Renal tubular epithelial cell-derived exosomal miR-27a-3p regulated MMT through the TGFBR1/smad3 pathway in vitro during H/R. A: Schematic diagram of the cell experiments. Briefly, TCMK-1 cells were transfected with or without the miR-27a-3p inhibitor and then some groups were subjected to H/R. Moreover, BMDMs were transfected with or without siRNA (si-NC or si-TGFBR1). Finally, the exosomes derived from TCMK-1 cells were collected and incubated with BMDMs. B: Representative western blot showing the expression of P-TGFBR1, TGFBR1, P-smad3 and smad3 in BMDMs after different treatments. C, D: Quantitative analysis of P-TGFBR1/TGFBR1 and P-smad3/smad3 levels in BMDMs after different treatments. *P < 0.05. NS, not significant. E, F: Representative flow cytometry results (E) and quantitative analysis (F) showing α-SMA and F4/80 double-labeled BMDMs. *P < 0.05. NS, not significant. G–I: Representative immunofluorescence staining images (G) and quantitative analysis (H, I) showing collagen 1 and fibronectin expression in BMDMs after different treatments. Scale bars = 20 μm. *P < 0.05. NS, not significant.
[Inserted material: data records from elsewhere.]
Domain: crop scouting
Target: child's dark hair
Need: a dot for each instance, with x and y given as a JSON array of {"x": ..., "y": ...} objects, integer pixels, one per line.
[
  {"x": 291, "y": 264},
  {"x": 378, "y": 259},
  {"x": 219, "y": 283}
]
An increase in renal tubular epithelial cell-derived exosomal miR-27a-3p inhibited IRI-induced MMT, ECM protein deposition and renal fibrosis

As shown in Figure 8A, we injected H/R-Exos into UIRI14d mice to investigate the function of exosomal miR-27a-3p from TCMK-1 cells in vivo. The results confirmed that the injection of exosomes from TCMK-1 cells treated with miR-27a-3p mimics decreased P-TGFBR1/TGFBR1 and P-smad3/smad3 levels (Figure 8B–D). Histological staining further confirmed that the injection of exosomes from TCMK-1 cells treated with miR-27a-3p mimics significantly inhibited renal MMT and ECM protein deposition, thus alleviating renal fibrosis (Figure 8E–K).

 Figure 8 

An increase in renal tubular epithelial cell-derived exosomal miR-27a-3p inhibited IRI-induced MMT, ECM protein deposition and renal fibrosis. A: Schematic diagram of the animal experiments. Briefly, TCMK-1 cells were transfected with mimics-NC or miR-27a-3p mimics or not, followed by H/R treatment. Exosomes derived from TCMK-1 cells were collected and injected into the tail vein of mice after the UIRI operation. B: Representative western blot showing the expression of P-TGFBR1, TGFBR1, P-smad3 and smad3 in the kidneys of different groups. C, D: Quantitative analysis of the P-TGFBR1/TGFBR1 and P-smad3/smad3 ratios in the kidneys of the different groups. *P < 0.05. NS, not significant. E–H: Representative immunofluorescence staining images (E) and quantitative analysis (F–H) showing the proportion of MMT cells (as shown by the arrows) and the deposition levels of fibronectin and collagen 1 in the kidneys after the UIRI operation and exosome injection. Scale bars = 50 μm. *p < 0.05. NS, not significant. I–K: Representative Masson's trichrome and Sirius red staining images (I) and quantitative analysis (J, K) showing the levels of collagen fiber deposition in the kidneys after UIRI surgery and exosome injection. Scale bars = 50 μm. *p < 0.05. NS, not significant.

Discussion

Renal tubular epithelial cells are susceptible to harm from toxic substances, hydronephrosis, and ischemia [32-35]. In AKI, extensive and complex crosstalk between renal tubular epithelial cells and stromal cells (including endothelial cells, fibroblasts, and immune cells) plays a significant role in the progression of injury and kidney recovery [36-39]. In this study, we found that the number of exosomes released from stressed renal tubular epithelial cells increased significantly during IRI. These morbid exosomes can promote MMT, which directly leads to renal fibrosis, and we confirmed that BMAL1 could mitigate this exosome-mediated MMT and fibrosis. We further revealed that BMAL1 inhibited MMT by upregulating exosomal miR-27a-3p, which could impair TGFβ1-mediated TGFBR1/smad3 pathway activation. Our findings offer new insights into how BMAL1 regulates exosome-mediated epithelial and macrophage communication in renal IRI-induced MMT and fibrosis.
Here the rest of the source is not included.